It wasn’t a trade that happened, but the one that didn’t happen. And it still haunts Kendrick Perkins.
Discussing the most unexpected trades late in their NBA careers with Channing Frye, Richard Jefferson, and Allie Clifton on Road Trippin’, Perk expressed nearly as much disdain for a former New Orleans Pelicans executive as he does — or at least did have — for Charles Barkley.
“Mine was the trade that didn’t happen,” Perkins began. “So, I’m playing for the Pelicans, and it probably cost me a championship, to be honest with you. Either way, it did. So, I’m playing with the Pelicans and I’m backing up Alexis Ajinça, Ömer Aşık. I’m like a veteran in the locker room. This is when I developed the relationship with Anthony Davis, Jrue Holiday, etc. I’m with the Pelicans. We’re not winning sh*t.
“At the time, Dell Demps, by the way, I don’t have a lot of people that I hate. I despise him, and I wish the worst for him in the basketball space. And I’m not afraid to say it. I would tell him in his face. I can’t stand that motherf*cker. I can’t. He’s a liar. He done lied to so many people. He’s a snake, and I hate him.”
Why? Because at the 2015-16 trade deadline, everything was in motion. LeBron James rolled through New Orleans, telling his former Cleveland teammate, “We’re about to come get you, motherf*cker. We want you part of the team, part of the bench.”
Perkins was ready, waiting on that call.
Kevin Durant texted him, letting him know OKC wanted him back, too. Perk says Cleveland reportedly offered a second-round pick for him that year, the same year the Cavs erased a 3-1 Finals deficit to win it all in 2016, while OKC blew a 3-1 lead against Golden State. State. Both teams wanted him back as a veteran steadying presence in the locker room.
Except it never happened.
“Dell Demps comes to me and says, ‘I’m not trading you, Perk. We’re not trading you. We want you here for our locker room. You’re going to retire a Pelican,'” Perkins recalls the then-general manager telling him. “I’m like, ‘Oh, okay. So you telling me?’ He’s like, ‘Yeah, we want you here for the next two years. Retire. We’re gonna have a plan.’ So, I’m like, ‘Oh sh*t, I get two more years without having to worry?’ Because at that point, I don’t know where my career is going to be honest with y’all. At that point, it’s like vet minimum, and once you get on vet minimum, you’re stuck on vet minimum.”
Both teams were ready to make a move, but it never happened. Perkins figured he was staying in New Orleans. He even turned down a vet-minimum offer from his hometown Rockets — a chance to play with James Harden — because he’d already given his word to Demps.
It was nearly the next season before Perkins heard from Demps, but he had to do the reaching out. That’s how he learned the plan, unbeknownst to him, had changed. The ugly side of the basketball business showed itself as Demps told him it was time to let the young guys run the show, and Perkins wouldn’t be coming back.
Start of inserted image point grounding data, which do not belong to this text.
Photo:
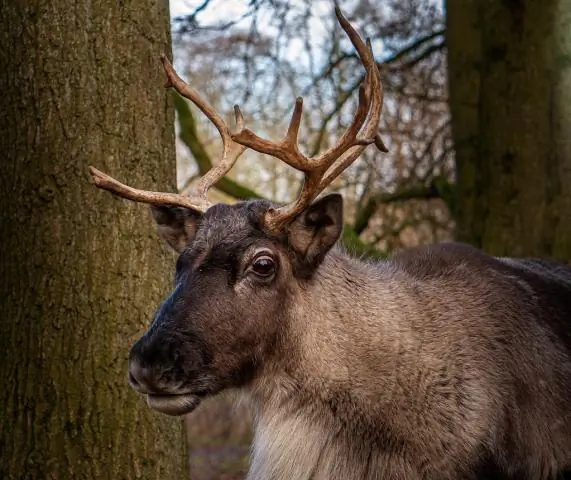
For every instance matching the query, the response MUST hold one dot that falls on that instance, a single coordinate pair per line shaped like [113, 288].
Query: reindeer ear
[312, 234]
[176, 225]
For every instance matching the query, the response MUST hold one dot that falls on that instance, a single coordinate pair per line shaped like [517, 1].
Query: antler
[231, 151]
[321, 170]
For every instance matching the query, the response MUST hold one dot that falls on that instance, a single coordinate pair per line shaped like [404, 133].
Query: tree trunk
[81, 271]
[510, 84]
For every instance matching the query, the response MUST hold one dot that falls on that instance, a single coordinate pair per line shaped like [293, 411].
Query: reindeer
[441, 362]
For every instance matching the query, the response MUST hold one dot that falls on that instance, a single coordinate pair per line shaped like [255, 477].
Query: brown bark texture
[510, 98]
[81, 272]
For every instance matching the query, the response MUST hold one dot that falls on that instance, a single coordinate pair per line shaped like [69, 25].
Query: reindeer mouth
[174, 405]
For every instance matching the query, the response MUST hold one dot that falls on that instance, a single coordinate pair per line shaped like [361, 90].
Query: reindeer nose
[140, 377]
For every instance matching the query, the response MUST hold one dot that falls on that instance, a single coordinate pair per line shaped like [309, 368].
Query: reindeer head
[238, 264]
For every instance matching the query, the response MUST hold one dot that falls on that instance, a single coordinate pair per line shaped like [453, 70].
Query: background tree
[510, 84]
[264, 54]
[81, 272]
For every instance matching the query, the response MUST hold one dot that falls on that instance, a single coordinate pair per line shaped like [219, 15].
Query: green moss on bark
[81, 272]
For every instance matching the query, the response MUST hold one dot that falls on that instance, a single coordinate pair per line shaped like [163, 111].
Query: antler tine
[322, 169]
[231, 151]
[108, 183]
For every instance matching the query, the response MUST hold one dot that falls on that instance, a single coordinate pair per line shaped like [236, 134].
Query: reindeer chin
[174, 405]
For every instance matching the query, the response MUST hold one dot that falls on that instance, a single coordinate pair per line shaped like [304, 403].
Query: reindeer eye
[264, 266]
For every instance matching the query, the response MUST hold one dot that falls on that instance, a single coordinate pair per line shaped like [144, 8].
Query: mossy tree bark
[81, 271]
[510, 97]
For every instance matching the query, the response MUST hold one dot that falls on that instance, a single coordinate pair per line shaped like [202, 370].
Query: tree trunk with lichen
[510, 97]
[81, 271]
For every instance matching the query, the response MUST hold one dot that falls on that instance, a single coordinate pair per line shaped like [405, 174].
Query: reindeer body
[442, 363]
[434, 365]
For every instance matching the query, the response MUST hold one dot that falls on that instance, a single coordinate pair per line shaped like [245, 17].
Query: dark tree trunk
[510, 97]
[81, 271]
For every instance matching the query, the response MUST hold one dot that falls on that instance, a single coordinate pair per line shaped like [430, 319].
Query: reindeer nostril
[140, 378]
[133, 381]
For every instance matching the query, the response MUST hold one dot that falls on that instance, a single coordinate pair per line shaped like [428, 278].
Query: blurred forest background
[476, 117]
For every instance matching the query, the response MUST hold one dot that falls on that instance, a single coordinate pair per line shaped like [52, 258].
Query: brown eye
[264, 266]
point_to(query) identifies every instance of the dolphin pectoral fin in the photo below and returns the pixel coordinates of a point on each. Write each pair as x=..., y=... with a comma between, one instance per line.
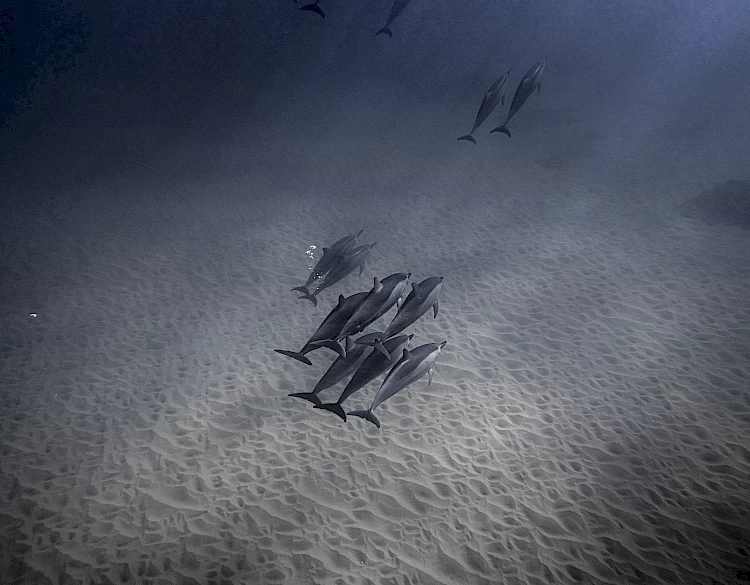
x=367, y=415
x=310, y=396
x=468, y=138
x=333, y=407
x=310, y=297
x=295, y=355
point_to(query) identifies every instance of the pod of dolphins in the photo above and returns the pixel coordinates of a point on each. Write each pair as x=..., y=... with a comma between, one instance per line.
x=492, y=97
x=371, y=354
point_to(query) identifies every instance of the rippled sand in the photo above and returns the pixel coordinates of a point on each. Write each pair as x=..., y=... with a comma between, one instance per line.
x=589, y=420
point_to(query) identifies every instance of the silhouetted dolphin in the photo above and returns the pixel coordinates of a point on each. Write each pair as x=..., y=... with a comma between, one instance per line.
x=375, y=364
x=314, y=7
x=329, y=328
x=340, y=270
x=331, y=255
x=422, y=296
x=412, y=366
x=396, y=8
x=526, y=87
x=383, y=295
x=489, y=103
x=339, y=369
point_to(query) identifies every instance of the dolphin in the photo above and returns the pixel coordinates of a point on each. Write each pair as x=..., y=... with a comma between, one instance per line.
x=526, y=87
x=412, y=366
x=383, y=295
x=340, y=270
x=329, y=328
x=375, y=364
x=422, y=296
x=396, y=8
x=314, y=7
x=331, y=255
x=489, y=103
x=339, y=369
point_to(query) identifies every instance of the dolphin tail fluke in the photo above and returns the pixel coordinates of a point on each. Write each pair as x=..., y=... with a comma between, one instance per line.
x=334, y=345
x=310, y=396
x=333, y=407
x=367, y=415
x=294, y=355
x=502, y=129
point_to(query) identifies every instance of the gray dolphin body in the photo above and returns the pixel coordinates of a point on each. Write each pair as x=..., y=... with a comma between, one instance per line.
x=375, y=364
x=339, y=369
x=412, y=366
x=422, y=296
x=382, y=296
x=331, y=255
x=329, y=328
x=489, y=103
x=314, y=7
x=396, y=9
x=344, y=267
x=529, y=83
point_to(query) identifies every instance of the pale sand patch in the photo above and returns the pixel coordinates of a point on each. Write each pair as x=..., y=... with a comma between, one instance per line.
x=588, y=423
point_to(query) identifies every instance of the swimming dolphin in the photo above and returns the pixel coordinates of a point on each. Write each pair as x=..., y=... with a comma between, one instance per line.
x=526, y=87
x=382, y=296
x=340, y=270
x=314, y=7
x=396, y=8
x=329, y=328
x=331, y=255
x=412, y=366
x=375, y=364
x=339, y=369
x=422, y=296
x=489, y=103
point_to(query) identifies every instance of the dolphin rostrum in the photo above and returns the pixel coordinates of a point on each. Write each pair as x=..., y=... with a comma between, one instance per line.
x=412, y=366
x=375, y=364
x=331, y=255
x=329, y=328
x=526, y=87
x=396, y=8
x=489, y=103
x=382, y=296
x=422, y=296
x=345, y=266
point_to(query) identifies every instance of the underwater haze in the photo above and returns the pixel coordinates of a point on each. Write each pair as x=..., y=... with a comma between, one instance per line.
x=534, y=216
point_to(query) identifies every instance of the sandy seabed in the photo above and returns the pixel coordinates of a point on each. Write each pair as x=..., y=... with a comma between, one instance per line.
x=589, y=420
“I was like, ‘What the f*ck?'” Perkins said. “I cussed his motherf*cking ass out right there on the phone. I cussed him out. So, I hung up, and truth be told, right then, I had no more options. So, that next year, I was completely out of the league. Now, you done possibly cost me a championship. I did turn down one of the teams that had a deal on the table, and was ready to sign. At the beginning of free agency, the Rockets contacted me like, ‘Hey, we got a vet minimum on the table for you. Right now. Stay in Houston.’ That next year, I had no job.”
That phone call basically ended Perkins’ NBA career.
“I’m not blaming him for the direction my NBA career went, but he played a huge f*cking part,” Perk added. “And he took at least one or two years off of my career, while I could’ve been on the bench, averaging 1500 f*cking claps. But, instead, he shortened my career by being a snake and lying… I can’t stand him. He knows it. I saw him in Minnesota when they was playing, because he works in the front office in Minnesota, and the motherf*cker couldn’t even look at me. Straight up.”
Kendrick Perkins never got his final run. He ended up begging Ty Lue for a training camp invite just to keep his NBA hopes alive. That door stayed slightly open, but it never turned into the chance Demps had already taken away from him. While one door closed on his basketball career, another opened at ESPN.
And the man who effectively shut that door on his playing career still can’t look him in the eye.